It is increasingly recognized that some genetic variants can have pleiotropic effects, influencing the risk of more than one cancer type. To explore the possibility that rs72647484, rs10904849 or rs16941835 affects the risk of other malignancies, we examined the association with lung cancer47, acute lymphoblastic leukaemia48, multiple myeloma49, glioma50 and meningioma51 using data from previously reported GWASs. However, for these cancers, there was no evidence of rs72647484, rs10904849 or rs16941835 (or correlated SNP r2 ≥ 0.8) being associated with tumour risk (i.e. P > 0.05).

Finally, the relationship between clinico-pathological variables (sex, age at diagnosis, family history of CRC, tumour stage or microsatellite instability (MSI), KRAS-mutant status and BRAF-mutant status) and genotype at rs72647484, rs10904849 and rs16941835 was assessed by case-only logistic regression (Supplementary Table 7). There was evidence of a relationship between rs72647484 and KRAS-mutant status (P = 0.03) with the T risk allele associated with KRAS-mutant CRC; however this finding was not significant after accounting for multiple testing. None of the other SNPs showed any association with any of the clinico-pathological variables examined (i.e. P > 0.05).

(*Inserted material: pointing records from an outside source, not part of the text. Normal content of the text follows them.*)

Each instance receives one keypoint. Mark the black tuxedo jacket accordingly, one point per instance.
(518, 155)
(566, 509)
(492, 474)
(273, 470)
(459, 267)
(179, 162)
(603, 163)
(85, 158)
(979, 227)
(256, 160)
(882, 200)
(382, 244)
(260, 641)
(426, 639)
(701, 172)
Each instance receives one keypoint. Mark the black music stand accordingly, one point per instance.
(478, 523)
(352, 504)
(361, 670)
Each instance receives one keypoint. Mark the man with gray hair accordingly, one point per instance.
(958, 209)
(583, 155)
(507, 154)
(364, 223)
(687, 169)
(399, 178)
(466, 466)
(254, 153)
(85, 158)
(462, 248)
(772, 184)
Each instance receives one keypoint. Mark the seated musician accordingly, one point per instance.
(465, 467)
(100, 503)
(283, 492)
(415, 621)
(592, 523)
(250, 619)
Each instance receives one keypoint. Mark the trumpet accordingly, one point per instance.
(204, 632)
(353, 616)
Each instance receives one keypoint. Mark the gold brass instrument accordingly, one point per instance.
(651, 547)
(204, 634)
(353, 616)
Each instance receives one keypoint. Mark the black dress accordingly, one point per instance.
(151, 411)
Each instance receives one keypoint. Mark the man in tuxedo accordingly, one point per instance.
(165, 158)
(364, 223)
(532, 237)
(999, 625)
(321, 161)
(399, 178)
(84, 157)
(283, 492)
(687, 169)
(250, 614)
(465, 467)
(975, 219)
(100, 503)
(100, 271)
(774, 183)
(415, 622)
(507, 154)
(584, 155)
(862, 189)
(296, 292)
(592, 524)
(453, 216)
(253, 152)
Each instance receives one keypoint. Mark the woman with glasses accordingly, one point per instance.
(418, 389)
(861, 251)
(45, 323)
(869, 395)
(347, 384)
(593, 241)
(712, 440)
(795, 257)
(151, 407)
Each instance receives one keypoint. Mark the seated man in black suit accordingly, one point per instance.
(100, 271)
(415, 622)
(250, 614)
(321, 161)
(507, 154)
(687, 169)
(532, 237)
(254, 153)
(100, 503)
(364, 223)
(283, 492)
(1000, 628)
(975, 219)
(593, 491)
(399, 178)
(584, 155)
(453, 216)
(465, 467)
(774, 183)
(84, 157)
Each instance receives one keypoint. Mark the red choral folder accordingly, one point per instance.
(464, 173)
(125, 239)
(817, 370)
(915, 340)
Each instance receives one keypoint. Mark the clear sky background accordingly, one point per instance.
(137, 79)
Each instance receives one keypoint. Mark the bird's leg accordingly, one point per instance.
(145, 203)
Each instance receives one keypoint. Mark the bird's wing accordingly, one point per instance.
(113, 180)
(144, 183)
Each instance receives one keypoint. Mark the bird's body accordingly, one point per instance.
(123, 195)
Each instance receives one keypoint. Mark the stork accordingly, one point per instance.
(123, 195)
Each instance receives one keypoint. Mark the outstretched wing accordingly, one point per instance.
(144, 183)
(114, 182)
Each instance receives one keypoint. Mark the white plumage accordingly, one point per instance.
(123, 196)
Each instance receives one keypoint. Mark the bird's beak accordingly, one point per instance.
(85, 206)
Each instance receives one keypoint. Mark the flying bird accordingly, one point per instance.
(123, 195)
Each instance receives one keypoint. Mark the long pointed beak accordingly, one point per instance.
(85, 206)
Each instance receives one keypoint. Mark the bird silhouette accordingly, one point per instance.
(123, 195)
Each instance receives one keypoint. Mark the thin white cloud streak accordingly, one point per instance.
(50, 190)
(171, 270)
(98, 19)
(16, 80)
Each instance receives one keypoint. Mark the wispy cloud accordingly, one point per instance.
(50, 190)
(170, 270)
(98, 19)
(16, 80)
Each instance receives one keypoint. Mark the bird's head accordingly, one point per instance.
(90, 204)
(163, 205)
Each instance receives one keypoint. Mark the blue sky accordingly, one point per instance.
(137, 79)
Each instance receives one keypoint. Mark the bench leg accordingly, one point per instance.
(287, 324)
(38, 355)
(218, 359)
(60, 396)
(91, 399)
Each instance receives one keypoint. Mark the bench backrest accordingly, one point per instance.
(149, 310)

We have provided evidence supporting the existence of new susceptibility loci for CRC at 1p36.12, 10p13 and 16q24.1. The 1p36.12 association implicates WNT4 and/or CDC42 as possible determinates of CRC risk. WNT4 is part of a family of structurally related genes that encode cysteine-rich secreted glycoproteins that act as extracellular signalling factors. WNT4, WNT14, and WNT16 may play redundant roles in signalling through the CTNNB1-mediated canonical Wnt-pathway52 which is known to play a central role in colorectal tumorigenesis. Additionally, WNT4 signalling appears to play a pivotal role during organogenesis, acting as an autoinducer of mesenchyme-to-epithelial transition. Inactivating germline mutations in WNT4 cause mullerian aplasia and hyperandrogenism (MIM 158330) and are responsible for the autosomal recessive SERKAL syndrome (Sex Reversal and Kidney, Adrenal, and Lung dysgenesis; MIM 611812). A priori dysfunction of either WNT4 or CDC42 could be the biological basis for the 1p36.12 association. Cdc42 is a Ras-related GTP-binding protein with roles in establishment of cell polarity, regulation of cell morphology, motility, and cell cycle progression in mammalian cells, and malignant transformation53. Notably, Cdc42 regulates the actin cytoskeleton through activation of WASP proteins and cell polarity through GSK3-beta and APC. Rho-GTPase signalling has a documented role in the development of CRC54. Activation of Rho GTPase Cdc42 promotes adhesion and invasion in CRC55 and targeting Cdc42 with AZA197 suppresses primary colon cancer growth and prolongs survival in a xenograft model through down regulation of PAK156.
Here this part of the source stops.